Two of the four were chalkies, as we call teachers; the third an electrician or sparkie as we say in Oz. The fourth was a plumber or dunny diver. Their divergence into higher learning and trade created no rift. Apprentices and students develop the same central social skill: partying hard on limited funds. Student and trade parties were raucous affairs and the quartet bounced merrily among such youthful celebrations.

Their favourite rock bands were Australian: The Paradise Motel from Melbourne, Powderfinger from Brisbane and Sydney's The Cruel Sea. Musically, as in all things, they were a loyal bunch. The four of them, falling over themselves late one night, blaringly slurring the chorus of the Cruel Sea's Better Get a Lawyer was one of the terrifying sights of my life. That apart, I found their musical tastes surprisingly sophisticated.
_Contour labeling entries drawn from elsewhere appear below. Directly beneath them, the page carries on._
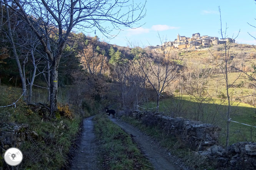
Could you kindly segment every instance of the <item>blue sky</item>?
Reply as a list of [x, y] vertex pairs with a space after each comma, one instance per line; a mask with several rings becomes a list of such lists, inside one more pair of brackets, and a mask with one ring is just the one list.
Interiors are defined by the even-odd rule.
[[98, 31], [96, 34], [110, 44], [120, 46], [128, 45], [127, 40], [133, 45], [141, 46], [160, 44], [158, 31], [161, 37], [168, 41], [173, 41], [178, 33], [191, 37], [192, 34], [199, 33], [201, 36], [220, 38], [219, 6], [223, 29], [224, 29], [226, 23], [228, 36], [236, 36], [240, 29], [236, 42], [255, 45], [256, 41], [248, 32], [256, 36], [256, 28], [247, 23], [256, 26], [255, 2], [253, 0], [148, 0], [146, 16], [140, 21], [145, 24], [141, 27], [136, 29], [123, 27], [119, 34], [111, 39], [103, 37]]

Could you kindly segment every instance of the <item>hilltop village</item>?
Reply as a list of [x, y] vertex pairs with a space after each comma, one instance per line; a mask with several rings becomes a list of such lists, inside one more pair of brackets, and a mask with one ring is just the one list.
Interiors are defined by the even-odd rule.
[[220, 39], [216, 37], [210, 37], [208, 35], [200, 36], [198, 33], [193, 34], [191, 38], [180, 36], [179, 34], [177, 39], [173, 41], [165, 42], [161, 45], [149, 46], [150, 49], [159, 49], [163, 47], [173, 49], [198, 49], [209, 46], [223, 44], [224, 42], [235, 43], [235, 40], [231, 38]]

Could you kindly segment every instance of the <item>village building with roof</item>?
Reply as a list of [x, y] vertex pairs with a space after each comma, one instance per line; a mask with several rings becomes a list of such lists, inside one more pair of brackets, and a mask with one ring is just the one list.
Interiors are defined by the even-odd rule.
[[174, 41], [165, 42], [161, 45], [155, 46], [155, 49], [160, 49], [163, 47], [172, 49], [198, 49], [209, 46], [223, 44], [224, 42], [235, 43], [235, 40], [231, 38], [219, 39], [218, 37], [211, 37], [208, 35], [200, 36], [200, 33], [193, 34], [191, 38], [181, 36], [180, 34]]

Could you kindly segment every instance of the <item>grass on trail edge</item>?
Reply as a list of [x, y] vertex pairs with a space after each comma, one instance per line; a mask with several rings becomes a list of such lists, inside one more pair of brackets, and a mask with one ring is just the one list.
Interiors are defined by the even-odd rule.
[[181, 140], [164, 132], [157, 126], [146, 126], [141, 121], [133, 118], [123, 116], [121, 119], [140, 129], [147, 135], [153, 137], [160, 145], [166, 148], [168, 152], [181, 159], [188, 166], [195, 170], [216, 169], [216, 163], [213, 160], [208, 159], [186, 147]]
[[95, 134], [100, 146], [99, 159], [104, 170], [153, 170], [129, 135], [108, 119], [94, 118]]
[[[3, 86], [0, 86], [0, 95], [2, 97], [0, 98], [0, 106], [16, 101], [22, 92], [20, 88]], [[37, 139], [34, 139], [29, 131], [23, 129], [18, 132], [27, 133], [27, 136], [24, 135], [25, 141], [17, 147], [22, 152], [23, 159], [16, 168], [27, 170], [55, 170], [68, 166], [70, 158], [68, 154], [79, 131], [81, 118], [77, 116], [70, 119], [64, 116], [58, 116], [57, 119], [43, 119], [42, 116], [33, 111], [22, 99], [21, 98], [16, 103], [16, 108], [0, 108], [0, 123], [27, 124], [28, 130], [34, 131], [38, 134]], [[4, 162], [4, 153], [2, 153], [0, 169], [2, 169]]]

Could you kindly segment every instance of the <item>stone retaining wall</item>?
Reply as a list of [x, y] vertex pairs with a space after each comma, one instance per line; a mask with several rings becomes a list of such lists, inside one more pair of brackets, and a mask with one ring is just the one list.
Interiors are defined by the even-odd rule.
[[198, 154], [217, 160], [219, 169], [256, 169], [256, 143], [240, 142], [223, 148], [218, 145], [220, 127], [154, 112], [133, 111], [129, 116], [175, 135]]

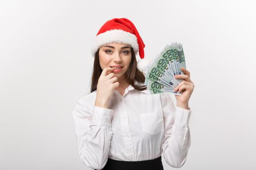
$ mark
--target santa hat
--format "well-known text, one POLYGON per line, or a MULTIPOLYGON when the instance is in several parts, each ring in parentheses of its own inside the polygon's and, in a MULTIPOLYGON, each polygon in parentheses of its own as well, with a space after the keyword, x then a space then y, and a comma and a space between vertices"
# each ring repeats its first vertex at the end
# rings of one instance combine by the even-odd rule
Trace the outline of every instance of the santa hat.
POLYGON ((95 57, 95 53, 101 46, 113 42, 131 46, 135 54, 138 52, 141 59, 137 62, 137 68, 141 71, 147 68, 150 61, 144 58, 145 44, 132 21, 122 18, 114 18, 105 23, 93 40, 91 48, 92 56, 95 57))

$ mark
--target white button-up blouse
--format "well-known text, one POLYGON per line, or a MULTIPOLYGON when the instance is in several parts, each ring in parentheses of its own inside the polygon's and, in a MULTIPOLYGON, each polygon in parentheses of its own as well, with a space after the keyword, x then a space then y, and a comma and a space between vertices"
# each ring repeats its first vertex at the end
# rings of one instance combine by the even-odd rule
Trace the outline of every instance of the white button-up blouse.
POLYGON ((191 145, 190 108, 175 106, 172 93, 149 95, 147 89, 138 91, 131 85, 123 96, 115 90, 105 108, 94 105, 96 91, 80 99, 72 113, 83 164, 101 170, 108 158, 138 161, 162 153, 170 166, 183 166, 191 145))

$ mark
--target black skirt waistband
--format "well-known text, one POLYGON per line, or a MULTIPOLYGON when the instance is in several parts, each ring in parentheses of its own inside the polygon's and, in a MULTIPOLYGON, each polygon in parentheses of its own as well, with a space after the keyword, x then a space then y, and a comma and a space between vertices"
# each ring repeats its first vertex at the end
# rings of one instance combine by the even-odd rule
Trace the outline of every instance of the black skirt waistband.
POLYGON ((109 158, 102 170, 163 170, 161 159, 161 156, 154 159, 140 161, 119 161, 109 158))

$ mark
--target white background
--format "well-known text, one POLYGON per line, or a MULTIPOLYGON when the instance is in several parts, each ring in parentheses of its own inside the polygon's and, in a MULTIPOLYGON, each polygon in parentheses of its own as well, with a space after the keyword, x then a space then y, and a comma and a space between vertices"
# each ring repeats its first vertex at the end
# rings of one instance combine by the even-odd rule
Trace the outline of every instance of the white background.
POLYGON ((71 112, 89 92, 92 40, 107 20, 126 17, 142 38, 145 58, 173 42, 183 45, 195 87, 192 144, 180 169, 255 170, 256 6, 253 0, 0 1, 0 169, 89 169, 79 157, 71 112))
They lived by the sea and loved The Cruel Sea, but they showed no affinity for water that did not come from a tap or bottle. Out of the blue one Saturday, they invited me to the launch of the tinnie they had bought, together of course. A tinnie is an aluminium row boat, though invariably powered by a small outboard motor, attached to the stern. I declined their kind offer, saying I was going to the races the next weekend of the launch. It was not quite true, as I was banned from every Australian racetrack from Cape York to Perth.

Stretch said it was Sunday and I thought, why not. I should unleash my inner Bronzed Aussie upon the mighty waves. Which boat ramp is it at?' I asked.

They looked bamboozled by the question. Brian explained. We are having it at my place; that's where we are keeping the boat at the moment.'

Is it a boat or a ship?' asked plumber Blue.

It's a boat,' said the former electrician Brian.

I am not so sure,' said Blue.

Where do I work, Blue?' said Brian condescendingly as he winked at me.

I saw that,' said Blue. Exclusive signals threaten group cohesion.' Blue taught psychology at uni. The retreat into professional jargon masked his realisation Brian had chucked his sparkie trade to become a clerk in a shipping company.

I lightened the mood. We need social cohesion but why are we having the launch at Brian's rather than by the sea?'

Wazza reflected. Never thought of that. S'pose we could change it.

I've cleaned the barbie,' said Brian forlornly.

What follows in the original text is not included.